Jeff Greene says everybody wants to know the same thing now that he's officially running for Florida governor: How much of his own money will the billionaire spend on his campaign?

A more interesting question might ask how much he's willing to spend to get other Democrats elected.

In an interview with the Miami Herald, Greene said he'd seek to play kingmaker in state legislative races this summer by dumping cash into competitive state House and Senate races if he wins the Democratic nomination. A real estate tycoon with a net worth estimated at around $4 billion, Greene has the kind of cash to make him a counterbalance to, say, Sheldon Adelson, the Las Vegas gaming magnate who has dumped at least $10 million into conservative Florida campaigns since 2010 — the last time Greene ran for statewide office.
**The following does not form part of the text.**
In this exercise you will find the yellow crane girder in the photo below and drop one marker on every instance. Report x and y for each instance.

"Everyone asks me for numbers. The reality is whatever it takes," said Greene, who invested $24 million into his failed 2010 U.S. Senate campaign. "We’re not going to just throw money around. We'll spend as little as we have to but as much as we need to.
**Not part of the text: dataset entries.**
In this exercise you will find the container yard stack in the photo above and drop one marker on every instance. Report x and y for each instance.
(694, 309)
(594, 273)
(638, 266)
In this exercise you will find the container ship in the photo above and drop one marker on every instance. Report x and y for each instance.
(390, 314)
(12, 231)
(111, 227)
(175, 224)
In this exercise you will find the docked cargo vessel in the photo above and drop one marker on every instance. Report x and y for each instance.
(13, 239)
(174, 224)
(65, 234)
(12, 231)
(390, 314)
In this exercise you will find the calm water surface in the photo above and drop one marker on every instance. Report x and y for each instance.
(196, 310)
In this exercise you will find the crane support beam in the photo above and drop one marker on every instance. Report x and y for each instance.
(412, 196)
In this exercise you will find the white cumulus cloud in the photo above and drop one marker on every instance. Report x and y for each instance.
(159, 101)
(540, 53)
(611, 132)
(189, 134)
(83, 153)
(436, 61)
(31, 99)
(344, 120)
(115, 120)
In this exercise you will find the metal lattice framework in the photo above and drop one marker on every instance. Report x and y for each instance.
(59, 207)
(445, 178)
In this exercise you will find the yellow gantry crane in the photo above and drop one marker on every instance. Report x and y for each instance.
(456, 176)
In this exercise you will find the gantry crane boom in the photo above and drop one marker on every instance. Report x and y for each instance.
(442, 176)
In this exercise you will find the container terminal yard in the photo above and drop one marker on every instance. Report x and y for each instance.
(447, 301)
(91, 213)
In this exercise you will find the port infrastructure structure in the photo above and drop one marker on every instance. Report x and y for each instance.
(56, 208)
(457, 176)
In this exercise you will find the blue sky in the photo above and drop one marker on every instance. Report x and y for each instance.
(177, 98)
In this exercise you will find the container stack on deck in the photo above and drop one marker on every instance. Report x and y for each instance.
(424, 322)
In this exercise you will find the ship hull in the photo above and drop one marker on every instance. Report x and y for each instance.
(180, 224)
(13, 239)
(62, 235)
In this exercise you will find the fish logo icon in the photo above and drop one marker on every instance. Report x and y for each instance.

Greene, who tossed out the number $200 million when talking Tuesday to the Associated Press, has continued to contribute to other Democrats over the past eight years. He gave $4,600 in 2014, for instance, to the congressional campaign of Gwen Graham, whom he's now running against. But, perhaps with the number 200 on his mind Tuesday, he mentioned $200,000 when speaking hypothetically about his ability to influence competitive general election races through political committee donations heading into November were he to be the Democratic nominee.

"When I win the nomination I’ll be getting involved in other races. I hope the Republicans read this and understand the days of easy rides to controlling the House and Senate are over for good," said Greene, whose enthusiasm waned when asked if he'd do the same should he lose. "I’ll be doing whatever it takes to go toe to toe dollar-wise to get the message out in the general election."

Political strategists and his opponents were skeptical of Greene's chances to win the Democratic nomination when he quietly filed to run this month (without officially announcing his campaign or talking to the press for days). But Greene's money makes him a threat, since the question isn't whether he can dump millions into TV ads but how much he's willing to spend.

"All bets are off if he spends $50 million, and unlike his last attempt spends it in away that compels voters to support him," Democratic consultant Steven Vancore said as news spread that Greene had filed to run.

Greene spoke to the Miami Herald late Tuesday night after a day of interviews, his first since filing paperwork June 1 to seek the Democratic nomination against Andrew Gillum, Graham, Chris King and Philip Levine. Green said he'd stayed quiet because he needed to get his campaign team set up first.